Selain menghadapi ketidakpastian global, Merz juga harus menangani masalah domestik. Ia harus memperkuat kembali militer Jerman yang melemah, mendorong pertumbuhan ekonomi, serta mengendalikan imigrasi guna meredam pergerakan partai sayap kanan Alternatif untuk Jerman (AfD), yang mencetak hasil terbaiknya dalam pemilu kali ini.
Sebagai langkah awal, Merz berencana merangkul Partai Sosial Demokrat (SPD) yang kalah dalam pemilu untuk membentuk "Koalisi Besar" dengan total 328 dari 630 kursi di Bundestag.
Pada usia 69 tahun, Merz untuk pertama kalinya akan menduduki jabatan pemerintahan setelah lama berkarier sebagai pengacara dan eksekutif perusahaan. Pria bertubuh tinggi asal North-Rhine Westphalia ini lebih dikenal karena tempramennya yang meledak-ledak daripada keterampilan diplomatik. Namun, ia kini harus membangun aliansi di Berlin dan Brussel untuk menghadapi dinamika politik Eropa.
“Jerman terlalu kecil untuk memimpin seluruh Eropa, tetapi terlalu besar untuk menjadi negara Eropa biasa. Itulah tantangan yang akan dihadapi Merz,” ujar Guntram Wolff, peneliti senior di think tank Bruegel, kepada Bloomberg TV. “Ia harus menemukan koalisi yang tepat. Ia harus bekerja dengan sekutu-sekutu utama Eropa dan lembaga-lembaga Eropa. Dan saya pikir ia menyadari hal itu.”

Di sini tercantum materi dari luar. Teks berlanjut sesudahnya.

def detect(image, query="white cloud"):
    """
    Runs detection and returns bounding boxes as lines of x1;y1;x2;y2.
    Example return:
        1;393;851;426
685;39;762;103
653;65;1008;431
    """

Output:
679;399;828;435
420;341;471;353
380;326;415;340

Sebagai politisi yang berkarier lebih dari 25 tahun, Merz memiliki pengalaman dalam parlemen Eropa. Namun, latar belakang hukumnya kemungkinan lebih berguna dalam menghadapi Washington, terutama di bawah pemerintahan Trump.

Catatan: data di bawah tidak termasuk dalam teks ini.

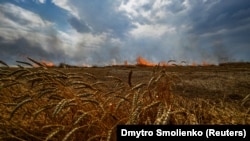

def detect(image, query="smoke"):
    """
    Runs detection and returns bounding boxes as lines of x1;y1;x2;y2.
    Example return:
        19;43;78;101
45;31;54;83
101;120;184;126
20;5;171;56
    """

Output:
0;36;65;65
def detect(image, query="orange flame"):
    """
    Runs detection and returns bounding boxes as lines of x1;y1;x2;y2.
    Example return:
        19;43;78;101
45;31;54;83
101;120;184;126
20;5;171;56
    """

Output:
201;61;212;66
41;60;54;67
191;61;197;66
136;56;156;66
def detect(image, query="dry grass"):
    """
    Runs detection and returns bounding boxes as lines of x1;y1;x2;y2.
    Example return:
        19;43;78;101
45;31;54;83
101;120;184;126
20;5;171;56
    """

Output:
0;59;249;140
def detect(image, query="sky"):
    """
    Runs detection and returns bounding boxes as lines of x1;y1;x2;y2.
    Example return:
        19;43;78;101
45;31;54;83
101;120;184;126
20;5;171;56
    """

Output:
0;0;250;66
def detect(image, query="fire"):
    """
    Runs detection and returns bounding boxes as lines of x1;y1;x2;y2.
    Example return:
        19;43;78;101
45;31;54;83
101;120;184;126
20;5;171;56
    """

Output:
191;61;197;66
201;61;212;66
136;56;156;66
41;60;54;67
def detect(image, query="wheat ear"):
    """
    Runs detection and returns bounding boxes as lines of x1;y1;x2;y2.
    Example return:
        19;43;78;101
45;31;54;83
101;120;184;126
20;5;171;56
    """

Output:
0;60;9;67
27;57;45;67
45;127;64;141
16;60;33;67
62;126;86;141
9;98;32;120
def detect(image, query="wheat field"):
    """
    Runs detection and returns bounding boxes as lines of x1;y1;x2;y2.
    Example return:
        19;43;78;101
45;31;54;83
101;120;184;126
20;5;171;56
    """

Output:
0;59;249;140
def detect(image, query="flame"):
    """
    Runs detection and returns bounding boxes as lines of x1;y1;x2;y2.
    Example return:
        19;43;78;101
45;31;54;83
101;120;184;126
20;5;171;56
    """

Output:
191;61;197;66
41;60;54;67
201;61;212;66
123;58;215;67
136;56;156;66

Hubungan dengan Trump akan menjadi salah satu faktor penentu dalam kepemimpinan Merz. Saat malam pemilu, ia mengejutkan publik dengan pernyataannya bahwa Eropa harus lebih mandiri dari AS.
“Saya tidak pernah menyangka harus berpikir, apalagi mengatakan sesuatu seperti ini,” ungkap Merz pada Senin. “Namun, sinyal dari AS menunjukkan bahwa minat mereka terhadap Eropa semakin menurun, begitu juga dengan keinginan mereka untuk terlibat di benua ini.”
Sementara itu, Presiden Prancis Emmanuel Macron dan Perdana Menteri Inggris Keir Starmer sudah lebih dulu terbang ke Washington untuk memastikan AS tetap mendukung Ukraina dan Eropa. Merz kemungkinan akan menyusul segera setelah resmi menjabat.
Namun, perjalanannya ke AS berpotensi penuh tantangan. Wakil Presiden AS JD Vance dan Elon Musk, sekutu dekat Trump, diketahui mendukung AfD dalam pemilu Jerman.
Meski begitu, Merz diyakini memiliki peluang lebih besar untuk menjalin hubungan dengan Trump dibandingkan kanselir sebelumnya, Olaf Scholz, yang secara terbuka menentang kepemimpinan Trump.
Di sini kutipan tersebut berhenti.